Distinguished IS Educator Award

2015 Award Winner

Frederick P. Brooks, Jr.

Frederick P. Brooks, Jr.

EDSIG recognizes Dr. Brooks’ intellectual contributions to information systems education as teacher, author, inventor and manager. Frederick P. Brooks, Jr. has received the National Medal of Technology, the A.M. Turing award of the ACM, the Bower Award and Prize of the Franklin Institute, the John von Neumann Medal of the IEEE, and others. He is a member of the U.S. National Academies of Engineering and of Science, the American Academy of Arts and Sciences, the Royal Academy of Engineering (U.K.) and of the Royal Netherlands Academy of Arts and Sciences.

Growing up in the Greenville, NC, region, he earned his AB in physics at Duke University in 1953. Dr. Brooks then joined the pioneering degree program in computer science at Harvard University, where he earned his SM in 1955 and his PhD in 1956.

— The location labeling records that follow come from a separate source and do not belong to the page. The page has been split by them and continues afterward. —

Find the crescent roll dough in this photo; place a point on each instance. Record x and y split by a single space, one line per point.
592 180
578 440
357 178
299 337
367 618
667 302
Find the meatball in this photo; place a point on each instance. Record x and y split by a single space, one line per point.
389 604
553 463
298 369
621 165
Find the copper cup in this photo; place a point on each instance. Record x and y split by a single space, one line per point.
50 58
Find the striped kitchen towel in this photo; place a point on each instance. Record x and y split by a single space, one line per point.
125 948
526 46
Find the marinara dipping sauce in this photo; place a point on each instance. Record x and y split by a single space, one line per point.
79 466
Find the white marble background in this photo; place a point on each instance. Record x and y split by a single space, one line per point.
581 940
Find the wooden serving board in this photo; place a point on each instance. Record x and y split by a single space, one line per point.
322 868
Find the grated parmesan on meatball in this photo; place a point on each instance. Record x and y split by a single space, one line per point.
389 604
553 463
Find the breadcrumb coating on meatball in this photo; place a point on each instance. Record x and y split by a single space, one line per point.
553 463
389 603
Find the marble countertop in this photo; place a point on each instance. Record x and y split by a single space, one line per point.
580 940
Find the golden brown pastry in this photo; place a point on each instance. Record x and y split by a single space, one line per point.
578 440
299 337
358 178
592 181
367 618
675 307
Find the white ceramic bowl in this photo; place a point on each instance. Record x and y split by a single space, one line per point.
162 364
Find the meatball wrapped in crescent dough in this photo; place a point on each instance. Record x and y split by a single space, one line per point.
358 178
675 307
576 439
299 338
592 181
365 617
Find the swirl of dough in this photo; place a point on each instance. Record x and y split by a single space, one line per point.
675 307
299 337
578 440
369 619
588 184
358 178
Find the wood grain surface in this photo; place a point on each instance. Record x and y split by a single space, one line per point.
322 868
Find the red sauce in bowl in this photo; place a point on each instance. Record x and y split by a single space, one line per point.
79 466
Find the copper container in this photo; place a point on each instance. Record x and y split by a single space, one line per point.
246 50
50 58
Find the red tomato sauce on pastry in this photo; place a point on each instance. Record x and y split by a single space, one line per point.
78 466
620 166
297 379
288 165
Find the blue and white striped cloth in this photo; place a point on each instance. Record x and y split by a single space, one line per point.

After graduation, Dr. Brooks joined IBM as an architect of the IBM Stretch supercomputer, IBM's first transistorized computer. Stretch pioneered a number of concepts such as instruction look-ahead, overlapping and pipelining of instruction execution, error correction, and the 8-bit addressable character. Dr. Brooks and fellow engineer Dura Sweeney patented an interrupt system for the Stretch which has been widely copied as an essential mechanism in all contemporary computers. From 1961 to 1965, he was corporate project manager for the IBM System/360, the most important product in company history, managing in turn both the hardware and the software. At IBM, Dr. Brooks coined the term "computer architecture" to mean the structure and behavior of computer processors and associated devices, as separate from the details of any particular hardware implementation.

After the successful delivery of the System/360, Dr. Brooks was invited to the University of North Carolina, where he founded the University's computer science department in 1964. He chaired the department from 1964 to 1984, and has served to now as Kenan Professor of Computer Science. His principal research area, real-time three-dimensional graphics, provides virtual environments that let biochemists reason about the structure of complex molecules, and let architects walk through buildings under design. Dr. Brooks has also pioneered the use of haptic force feedback display to supplement visual graphics. He has written many books including The Mythical Man-Month (1975, 1995); Computer Architecture: Concepts and Evolution (with G.A. Blaauw, 1997); and The Design of Designˆ (2010).

Dr. Brooks married Nancy Lee Greenwood in 1956. They have three children and nine grandchildren. Brooks has been faculty advisor to a UNC chapter of Inter-Varsity ChristianFellowship and active in community Christian endeavors.